もし私が何の制約もない異世界、特に文明レベルが未発達か、あるいは厳格な階級社会に支配されている世界に転生したと仮定するならば、まず行うべき悪行は、「情報の独占と知識による世界支配」であろう。現世の科学、技術、歴史のすべてを、その世界では神託や絶対的な真理として提示する。具体的には、銃器の製造理論、基本的な衛生学、電力の生成原理、そして最も重要な、未来の歴史予測(偽装された予言)を、門外不出の秘術として、最下層の者にではなく、既存の権力者や排他的な聖職者階級に売りつけ、その懐深くに入り込む。これにより、私は彼らの権力を内側から操作する「見えざる教皇」の地位を確立する。これは、自らの手を汚さずに、世界全体の情報インフラと社会構造を掌握する、最も効率的かつ徹底的な悪行である。

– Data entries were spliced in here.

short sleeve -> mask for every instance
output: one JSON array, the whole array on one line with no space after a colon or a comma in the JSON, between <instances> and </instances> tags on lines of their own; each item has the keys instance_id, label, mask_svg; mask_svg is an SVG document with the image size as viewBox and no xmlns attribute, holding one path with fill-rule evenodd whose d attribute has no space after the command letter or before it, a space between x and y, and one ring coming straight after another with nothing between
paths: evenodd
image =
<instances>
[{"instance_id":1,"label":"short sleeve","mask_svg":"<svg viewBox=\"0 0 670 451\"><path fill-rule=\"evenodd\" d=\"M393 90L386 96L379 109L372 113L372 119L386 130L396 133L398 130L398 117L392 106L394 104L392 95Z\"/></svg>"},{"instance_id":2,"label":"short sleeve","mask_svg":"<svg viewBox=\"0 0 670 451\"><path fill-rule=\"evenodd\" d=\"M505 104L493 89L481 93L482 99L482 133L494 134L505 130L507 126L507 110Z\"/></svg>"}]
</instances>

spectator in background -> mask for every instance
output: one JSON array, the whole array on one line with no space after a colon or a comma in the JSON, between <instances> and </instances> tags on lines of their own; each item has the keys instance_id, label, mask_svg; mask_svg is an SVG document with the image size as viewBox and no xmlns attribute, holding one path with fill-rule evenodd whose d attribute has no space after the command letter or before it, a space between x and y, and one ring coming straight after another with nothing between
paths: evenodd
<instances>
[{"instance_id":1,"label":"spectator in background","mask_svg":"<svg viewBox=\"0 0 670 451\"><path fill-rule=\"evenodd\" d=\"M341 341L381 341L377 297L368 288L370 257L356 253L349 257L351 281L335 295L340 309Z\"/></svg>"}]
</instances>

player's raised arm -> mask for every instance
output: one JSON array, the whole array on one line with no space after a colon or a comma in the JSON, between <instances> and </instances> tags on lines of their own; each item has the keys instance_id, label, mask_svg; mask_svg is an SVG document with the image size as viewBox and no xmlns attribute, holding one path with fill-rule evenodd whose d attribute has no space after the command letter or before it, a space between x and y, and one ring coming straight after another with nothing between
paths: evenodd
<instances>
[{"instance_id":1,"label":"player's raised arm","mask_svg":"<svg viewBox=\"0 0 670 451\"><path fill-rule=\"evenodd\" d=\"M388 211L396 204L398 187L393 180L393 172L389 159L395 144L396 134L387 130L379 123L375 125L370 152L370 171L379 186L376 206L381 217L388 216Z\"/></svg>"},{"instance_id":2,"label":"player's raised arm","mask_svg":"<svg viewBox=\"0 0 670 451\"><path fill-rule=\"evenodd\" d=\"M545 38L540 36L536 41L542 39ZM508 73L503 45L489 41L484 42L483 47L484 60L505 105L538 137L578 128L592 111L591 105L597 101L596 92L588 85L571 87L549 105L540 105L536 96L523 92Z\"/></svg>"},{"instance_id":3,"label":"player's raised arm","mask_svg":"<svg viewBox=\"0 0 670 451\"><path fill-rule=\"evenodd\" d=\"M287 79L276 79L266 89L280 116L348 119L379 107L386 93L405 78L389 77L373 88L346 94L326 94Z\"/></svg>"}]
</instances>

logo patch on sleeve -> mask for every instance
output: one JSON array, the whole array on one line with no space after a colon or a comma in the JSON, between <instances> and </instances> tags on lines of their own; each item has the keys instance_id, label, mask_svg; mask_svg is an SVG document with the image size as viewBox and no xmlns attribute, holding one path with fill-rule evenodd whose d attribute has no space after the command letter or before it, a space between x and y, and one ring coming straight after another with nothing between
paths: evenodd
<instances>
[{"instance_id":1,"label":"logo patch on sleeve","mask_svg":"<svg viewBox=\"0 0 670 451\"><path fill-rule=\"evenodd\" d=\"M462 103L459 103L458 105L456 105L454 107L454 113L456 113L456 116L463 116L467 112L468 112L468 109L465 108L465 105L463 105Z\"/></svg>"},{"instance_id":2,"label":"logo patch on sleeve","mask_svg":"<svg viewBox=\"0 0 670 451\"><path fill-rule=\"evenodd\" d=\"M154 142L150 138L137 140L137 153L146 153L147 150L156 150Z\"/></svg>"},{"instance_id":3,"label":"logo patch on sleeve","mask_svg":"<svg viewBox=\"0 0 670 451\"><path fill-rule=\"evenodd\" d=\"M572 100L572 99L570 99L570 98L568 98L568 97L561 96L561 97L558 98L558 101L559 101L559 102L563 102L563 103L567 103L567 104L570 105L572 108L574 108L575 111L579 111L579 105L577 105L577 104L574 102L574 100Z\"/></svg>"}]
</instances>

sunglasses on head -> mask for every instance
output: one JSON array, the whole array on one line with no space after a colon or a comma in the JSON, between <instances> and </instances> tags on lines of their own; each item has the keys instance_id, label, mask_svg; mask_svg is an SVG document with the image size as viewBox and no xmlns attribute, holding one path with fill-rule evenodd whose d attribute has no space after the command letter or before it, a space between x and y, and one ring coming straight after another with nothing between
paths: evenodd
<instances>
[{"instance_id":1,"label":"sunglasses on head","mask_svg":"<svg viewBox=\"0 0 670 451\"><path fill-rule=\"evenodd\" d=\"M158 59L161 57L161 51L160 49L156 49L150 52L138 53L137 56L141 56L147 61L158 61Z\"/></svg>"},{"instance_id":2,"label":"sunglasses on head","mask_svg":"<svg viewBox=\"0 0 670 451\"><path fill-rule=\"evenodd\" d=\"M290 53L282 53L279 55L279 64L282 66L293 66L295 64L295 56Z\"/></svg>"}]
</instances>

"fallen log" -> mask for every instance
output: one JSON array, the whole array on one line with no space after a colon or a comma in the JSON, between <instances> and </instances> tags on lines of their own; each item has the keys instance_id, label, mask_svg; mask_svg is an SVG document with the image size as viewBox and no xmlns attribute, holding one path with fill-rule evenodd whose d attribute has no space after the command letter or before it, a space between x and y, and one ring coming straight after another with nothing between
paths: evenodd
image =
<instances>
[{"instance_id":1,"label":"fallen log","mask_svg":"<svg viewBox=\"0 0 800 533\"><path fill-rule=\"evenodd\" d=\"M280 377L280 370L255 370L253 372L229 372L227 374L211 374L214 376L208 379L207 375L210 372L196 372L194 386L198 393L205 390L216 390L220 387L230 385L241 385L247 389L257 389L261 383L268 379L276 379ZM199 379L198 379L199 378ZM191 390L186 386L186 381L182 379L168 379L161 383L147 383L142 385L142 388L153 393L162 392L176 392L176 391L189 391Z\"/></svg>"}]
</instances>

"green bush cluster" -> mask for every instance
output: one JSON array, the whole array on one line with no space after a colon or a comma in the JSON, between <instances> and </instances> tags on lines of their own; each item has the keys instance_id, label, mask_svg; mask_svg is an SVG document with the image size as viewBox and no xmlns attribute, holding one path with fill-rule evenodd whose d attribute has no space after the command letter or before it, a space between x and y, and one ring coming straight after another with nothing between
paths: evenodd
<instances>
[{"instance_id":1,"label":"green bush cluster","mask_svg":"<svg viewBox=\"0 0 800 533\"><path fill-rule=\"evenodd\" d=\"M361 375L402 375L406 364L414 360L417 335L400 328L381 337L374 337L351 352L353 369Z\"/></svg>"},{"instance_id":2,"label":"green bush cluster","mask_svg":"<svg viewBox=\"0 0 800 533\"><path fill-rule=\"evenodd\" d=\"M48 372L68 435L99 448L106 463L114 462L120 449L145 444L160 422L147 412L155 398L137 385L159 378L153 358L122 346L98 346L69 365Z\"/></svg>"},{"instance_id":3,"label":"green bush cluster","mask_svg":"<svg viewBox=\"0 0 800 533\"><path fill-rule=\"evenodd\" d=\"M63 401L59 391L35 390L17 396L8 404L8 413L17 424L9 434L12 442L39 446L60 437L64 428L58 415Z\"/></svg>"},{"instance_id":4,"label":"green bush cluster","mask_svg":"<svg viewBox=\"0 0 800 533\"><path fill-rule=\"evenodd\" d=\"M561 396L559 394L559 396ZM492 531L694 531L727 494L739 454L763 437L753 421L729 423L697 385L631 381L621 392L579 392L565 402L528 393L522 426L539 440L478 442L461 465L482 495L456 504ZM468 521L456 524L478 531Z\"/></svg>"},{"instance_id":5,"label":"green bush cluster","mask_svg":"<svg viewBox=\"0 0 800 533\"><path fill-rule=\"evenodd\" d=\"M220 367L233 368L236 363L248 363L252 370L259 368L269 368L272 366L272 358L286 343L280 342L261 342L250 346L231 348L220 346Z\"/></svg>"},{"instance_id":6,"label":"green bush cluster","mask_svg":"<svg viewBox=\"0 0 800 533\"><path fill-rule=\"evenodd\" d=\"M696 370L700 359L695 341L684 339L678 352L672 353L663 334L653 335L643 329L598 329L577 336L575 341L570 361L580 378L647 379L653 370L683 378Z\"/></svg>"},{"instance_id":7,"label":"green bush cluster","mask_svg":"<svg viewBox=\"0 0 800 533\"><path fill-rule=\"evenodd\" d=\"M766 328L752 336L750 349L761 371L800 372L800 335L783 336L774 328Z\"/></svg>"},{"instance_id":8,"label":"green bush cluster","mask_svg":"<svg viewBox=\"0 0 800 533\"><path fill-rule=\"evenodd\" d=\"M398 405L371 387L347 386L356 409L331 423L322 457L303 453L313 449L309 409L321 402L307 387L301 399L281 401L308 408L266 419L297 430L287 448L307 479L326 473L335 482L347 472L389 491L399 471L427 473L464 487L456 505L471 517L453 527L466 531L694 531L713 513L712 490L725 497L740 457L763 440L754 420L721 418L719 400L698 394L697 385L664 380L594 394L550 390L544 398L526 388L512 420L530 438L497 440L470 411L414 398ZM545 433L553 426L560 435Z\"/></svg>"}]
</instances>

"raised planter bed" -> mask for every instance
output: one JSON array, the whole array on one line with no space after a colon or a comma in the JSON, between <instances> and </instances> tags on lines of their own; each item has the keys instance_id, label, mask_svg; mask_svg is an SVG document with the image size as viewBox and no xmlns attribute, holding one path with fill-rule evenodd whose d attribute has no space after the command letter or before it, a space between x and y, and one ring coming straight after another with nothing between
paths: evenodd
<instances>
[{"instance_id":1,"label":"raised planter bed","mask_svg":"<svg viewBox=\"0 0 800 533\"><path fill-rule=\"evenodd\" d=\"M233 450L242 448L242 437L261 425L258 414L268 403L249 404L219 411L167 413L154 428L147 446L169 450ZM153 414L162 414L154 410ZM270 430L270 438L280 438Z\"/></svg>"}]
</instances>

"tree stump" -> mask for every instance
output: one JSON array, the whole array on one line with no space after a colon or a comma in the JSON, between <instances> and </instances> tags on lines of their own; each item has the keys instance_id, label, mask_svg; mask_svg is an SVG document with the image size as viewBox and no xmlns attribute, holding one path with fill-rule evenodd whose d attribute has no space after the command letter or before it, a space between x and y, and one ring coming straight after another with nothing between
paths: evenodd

​次に、この支配体制を磐石にするため、「人為的な分断とカルト的な信奉の創出」を実行する。現代の社会心理学やプロパガンダの技術を駆使し、既存の民族や階級間の対立を意図的に煽り、小さな内戦や紛争を誘発させる。この混乱の中で、「私」が授けた知識を持つ勢力だけが勝利し、平和を回復するという劇的な構図を作り出す。これを通じて、世界を二つに分断する新たな教義を確立し、「私」の指示こそが絶対的な救済の道であるというカルト的な信仰を民衆の深層意識に植え付ける。この悪行の目的は、単なる支配ではなく、人々の思考そのものを操作し、疑問を抱く能力を根絶することにある。
​ さらに、これらの行為の究極的な悪行として、「生態系と時間の不可逆な改変」を敢行する。現代科学の知識を利用し、その世界の魔法や生命倫理を無視した遺伝子操作や錬金術を組み合わせ、既存の生態系を効率的な資源採集のために最適化する新たな生物を創り出す。食糧生産を劇的に向上させる新種から、戦闘に特化した人工的な魔物まで、「世界を救う」という名目で生態系を攪乱し、不可逆的な変質を強制する。そして、この新しい世界の創世主として、自らの名前を神話に刻み、未来永劫、その世界の歴史を歪み続けるのだ。それは、単なる人殺しや略奪とは比べ物にならない、文明全体に対する、徹底的で壮大な悪行である。